I mentioned in a recent video that I have a Twitch channel where I play video games more or less every weekday. I do it because every day around 2pm I feel like I could use a break from work so I play a game, usually Overwatch. And my handful of viewers at first tried to give me advice on how to build up my Twitch into, like, a moneymaker. Stream for longer! Set up a bot and a Discord and play a more interesting game than Overwatch or at least, like, get GOOD at Overwatch! And honestly I’m like…I don’t want to. I just want to play this terrible game, terribly. I don’t want to do all those things because I don’t want Twitch to be a job. I want it to be the thing I goof off on when I feel like it. I’m never going to be a famous Twitch streamer. That’s fine! I don’t care! But it’s weird for people to understand that because of this culture we’ve built that says you can’t just do something and be bad at it and not make money and have fun! What even is that?
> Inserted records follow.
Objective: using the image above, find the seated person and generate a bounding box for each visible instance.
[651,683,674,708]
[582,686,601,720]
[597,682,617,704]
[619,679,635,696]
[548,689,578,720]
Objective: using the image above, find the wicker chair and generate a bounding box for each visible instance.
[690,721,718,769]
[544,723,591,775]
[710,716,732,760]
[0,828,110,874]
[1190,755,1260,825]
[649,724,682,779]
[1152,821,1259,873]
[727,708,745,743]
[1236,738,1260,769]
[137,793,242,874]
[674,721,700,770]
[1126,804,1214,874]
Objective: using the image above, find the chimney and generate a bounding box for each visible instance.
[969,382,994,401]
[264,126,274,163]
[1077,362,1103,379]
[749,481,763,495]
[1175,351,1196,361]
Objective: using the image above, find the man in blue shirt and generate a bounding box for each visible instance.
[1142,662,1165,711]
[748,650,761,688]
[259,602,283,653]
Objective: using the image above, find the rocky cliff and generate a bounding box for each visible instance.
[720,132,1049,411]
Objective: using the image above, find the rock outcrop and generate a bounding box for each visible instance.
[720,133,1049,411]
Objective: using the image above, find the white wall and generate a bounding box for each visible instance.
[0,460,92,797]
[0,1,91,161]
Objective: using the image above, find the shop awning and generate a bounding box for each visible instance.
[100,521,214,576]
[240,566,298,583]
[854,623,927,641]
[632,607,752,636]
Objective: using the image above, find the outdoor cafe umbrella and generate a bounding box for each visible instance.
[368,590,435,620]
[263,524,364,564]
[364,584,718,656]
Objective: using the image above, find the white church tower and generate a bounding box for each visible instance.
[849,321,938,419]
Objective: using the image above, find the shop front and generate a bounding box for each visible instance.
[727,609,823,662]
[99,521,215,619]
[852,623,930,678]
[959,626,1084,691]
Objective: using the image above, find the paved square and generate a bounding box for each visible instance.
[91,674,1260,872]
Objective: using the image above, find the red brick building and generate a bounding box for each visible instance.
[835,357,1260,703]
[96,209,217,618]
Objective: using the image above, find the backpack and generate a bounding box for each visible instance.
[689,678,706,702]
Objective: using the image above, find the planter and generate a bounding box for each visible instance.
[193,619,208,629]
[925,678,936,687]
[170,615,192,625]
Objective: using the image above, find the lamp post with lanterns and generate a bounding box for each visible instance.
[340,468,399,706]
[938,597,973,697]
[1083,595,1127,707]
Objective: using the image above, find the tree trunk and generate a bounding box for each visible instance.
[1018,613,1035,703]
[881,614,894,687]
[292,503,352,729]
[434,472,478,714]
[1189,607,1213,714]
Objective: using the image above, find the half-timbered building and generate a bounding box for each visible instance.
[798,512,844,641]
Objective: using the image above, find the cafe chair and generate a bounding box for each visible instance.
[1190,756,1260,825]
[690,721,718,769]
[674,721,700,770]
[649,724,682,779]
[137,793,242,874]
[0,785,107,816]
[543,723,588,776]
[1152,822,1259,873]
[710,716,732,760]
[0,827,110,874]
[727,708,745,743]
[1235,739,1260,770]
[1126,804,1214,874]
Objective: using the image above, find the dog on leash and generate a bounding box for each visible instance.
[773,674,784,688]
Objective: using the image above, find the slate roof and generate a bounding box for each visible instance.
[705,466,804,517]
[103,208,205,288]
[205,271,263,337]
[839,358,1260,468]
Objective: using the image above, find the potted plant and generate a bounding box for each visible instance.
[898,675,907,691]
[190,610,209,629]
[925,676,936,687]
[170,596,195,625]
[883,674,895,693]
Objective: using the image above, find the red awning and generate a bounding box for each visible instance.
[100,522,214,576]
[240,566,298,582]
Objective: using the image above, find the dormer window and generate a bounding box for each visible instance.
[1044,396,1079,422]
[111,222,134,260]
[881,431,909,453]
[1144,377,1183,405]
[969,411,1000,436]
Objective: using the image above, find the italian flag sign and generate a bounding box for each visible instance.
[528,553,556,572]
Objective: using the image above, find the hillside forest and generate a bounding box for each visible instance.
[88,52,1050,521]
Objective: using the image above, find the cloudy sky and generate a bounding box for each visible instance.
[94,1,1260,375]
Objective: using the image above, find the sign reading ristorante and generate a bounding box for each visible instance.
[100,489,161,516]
All of which is maybe the longest introduction I’ve ever given to the actual study I want to talk about. Yes, there is one. Viewing leisure as wasteful undermines enjoyment was published this week in the Journal of Experimental Social Psychology, and the conclusion is right there in the title so I won’t bury the lede — call it Protestant work ethic, call it capitalism, call it hustle, whatever you want, but it’s making your downtime worse.
In a series of four experiments, researchers found that people who think relaxing is a waste of time were less likely to actually get any enjoyment out of relaxing. To demonstrate causality, they tried priming people to think that leisure time is wasteful before having them relax, and found that, yep, those people who were primed were less likely to enjoy their relaxing time.
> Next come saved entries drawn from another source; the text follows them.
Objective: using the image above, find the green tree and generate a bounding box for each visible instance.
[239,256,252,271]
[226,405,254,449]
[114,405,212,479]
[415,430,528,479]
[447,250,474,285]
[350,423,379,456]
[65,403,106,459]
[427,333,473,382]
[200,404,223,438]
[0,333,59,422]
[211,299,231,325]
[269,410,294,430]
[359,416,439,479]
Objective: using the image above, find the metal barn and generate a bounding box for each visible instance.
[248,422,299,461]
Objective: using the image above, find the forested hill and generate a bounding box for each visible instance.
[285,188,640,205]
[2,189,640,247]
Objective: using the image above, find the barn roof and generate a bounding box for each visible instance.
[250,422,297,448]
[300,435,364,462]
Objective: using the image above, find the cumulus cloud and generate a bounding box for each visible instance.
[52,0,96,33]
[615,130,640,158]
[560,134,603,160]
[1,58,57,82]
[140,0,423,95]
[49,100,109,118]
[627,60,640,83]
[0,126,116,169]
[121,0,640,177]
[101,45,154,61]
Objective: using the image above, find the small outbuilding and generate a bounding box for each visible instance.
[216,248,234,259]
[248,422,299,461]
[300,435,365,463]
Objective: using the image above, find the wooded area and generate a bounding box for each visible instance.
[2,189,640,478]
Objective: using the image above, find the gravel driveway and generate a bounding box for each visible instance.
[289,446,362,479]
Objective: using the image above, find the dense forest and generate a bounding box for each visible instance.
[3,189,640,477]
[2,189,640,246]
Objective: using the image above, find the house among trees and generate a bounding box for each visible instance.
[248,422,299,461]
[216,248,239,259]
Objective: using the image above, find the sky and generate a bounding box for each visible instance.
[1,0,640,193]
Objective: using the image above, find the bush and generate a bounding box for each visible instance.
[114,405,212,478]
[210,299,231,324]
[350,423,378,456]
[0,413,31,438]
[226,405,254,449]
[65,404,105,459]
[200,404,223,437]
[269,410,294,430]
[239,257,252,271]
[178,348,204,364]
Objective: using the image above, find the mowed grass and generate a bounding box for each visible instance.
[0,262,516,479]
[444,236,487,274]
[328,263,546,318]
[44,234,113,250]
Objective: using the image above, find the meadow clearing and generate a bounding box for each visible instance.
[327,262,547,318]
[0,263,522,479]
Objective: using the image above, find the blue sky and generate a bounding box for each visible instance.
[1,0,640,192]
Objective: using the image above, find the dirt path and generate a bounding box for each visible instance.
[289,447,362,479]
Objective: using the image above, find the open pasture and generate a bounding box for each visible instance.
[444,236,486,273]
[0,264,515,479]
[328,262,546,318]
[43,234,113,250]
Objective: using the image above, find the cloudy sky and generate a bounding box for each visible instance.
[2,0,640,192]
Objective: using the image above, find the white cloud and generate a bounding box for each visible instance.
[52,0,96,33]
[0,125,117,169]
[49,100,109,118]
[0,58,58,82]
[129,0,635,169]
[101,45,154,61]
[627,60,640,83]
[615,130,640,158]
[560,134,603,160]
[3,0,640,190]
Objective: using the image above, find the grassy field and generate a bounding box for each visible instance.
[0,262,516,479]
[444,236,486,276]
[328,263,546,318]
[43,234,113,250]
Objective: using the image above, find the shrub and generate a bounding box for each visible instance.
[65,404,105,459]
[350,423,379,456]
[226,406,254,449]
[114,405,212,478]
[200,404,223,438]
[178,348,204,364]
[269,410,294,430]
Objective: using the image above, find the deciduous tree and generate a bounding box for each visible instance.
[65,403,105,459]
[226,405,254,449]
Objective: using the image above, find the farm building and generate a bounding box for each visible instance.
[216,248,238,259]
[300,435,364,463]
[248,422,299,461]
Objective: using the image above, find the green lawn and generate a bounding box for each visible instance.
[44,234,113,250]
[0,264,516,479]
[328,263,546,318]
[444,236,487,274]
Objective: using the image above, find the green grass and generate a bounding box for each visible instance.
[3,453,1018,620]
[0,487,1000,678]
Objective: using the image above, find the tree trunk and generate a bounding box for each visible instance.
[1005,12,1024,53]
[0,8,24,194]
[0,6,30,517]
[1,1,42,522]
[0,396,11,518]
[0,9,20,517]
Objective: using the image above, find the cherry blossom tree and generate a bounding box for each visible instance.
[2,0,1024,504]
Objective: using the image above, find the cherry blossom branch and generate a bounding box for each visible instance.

They even found that French people (who were more likely to say that leisure time was a good thing compared to Americans) had the same results — those French people who had a less rosy view on relaxation were less likely to enjoy it.
And across the board, people who had a dim view of leisure time had “lower reported happiness, and greater reported depression, anxiety, and stress.”
The research did reveal what I think is a bit of a mental hack: people were more likely to view their leisure activity as a good, enjoyable thing if they thought it was, well, productive. And reading that, I realize that I actually do that. I started bullet journaling a few years ago and I mostly keep up with it. I found that if I write down “leisure” things along with my work goals on my to-do lists, it makes me feel better about them. So one day it might be “write a script for two videos” and “read a few chapters of your book,” or “host a Patreon livestream” and “take the dog for a hike.” Because those DO further me toward goals, just not necessarily financial, capitalistic goals. Reading improves my brain. Hiking improves my physical fitness. Both of those things improve my mental health. It’s a little frustrating to realize I had to game my own idea of “work ethic” — like, I haven’t actually escaped that mindset, I’ve just found a healthier way to deal with it. But hey, it’s something.
So please keep this in mind as you continue to try to muddle through a global pandemic: there is nothing “ethical” about typing in an Excel doc, or waiting tables, or writing copy, or however else you produce capital for your boss. It’s no less virtuous to watch a movie or take a bath or just be “lazy.” If you work at it, you can escape the Catch-22 of trying to relax but feeling bad about it. That’s right, I’m telling you to work hard at feeling good about not working. It’s worth it, and that end goal should be enough to carry you through.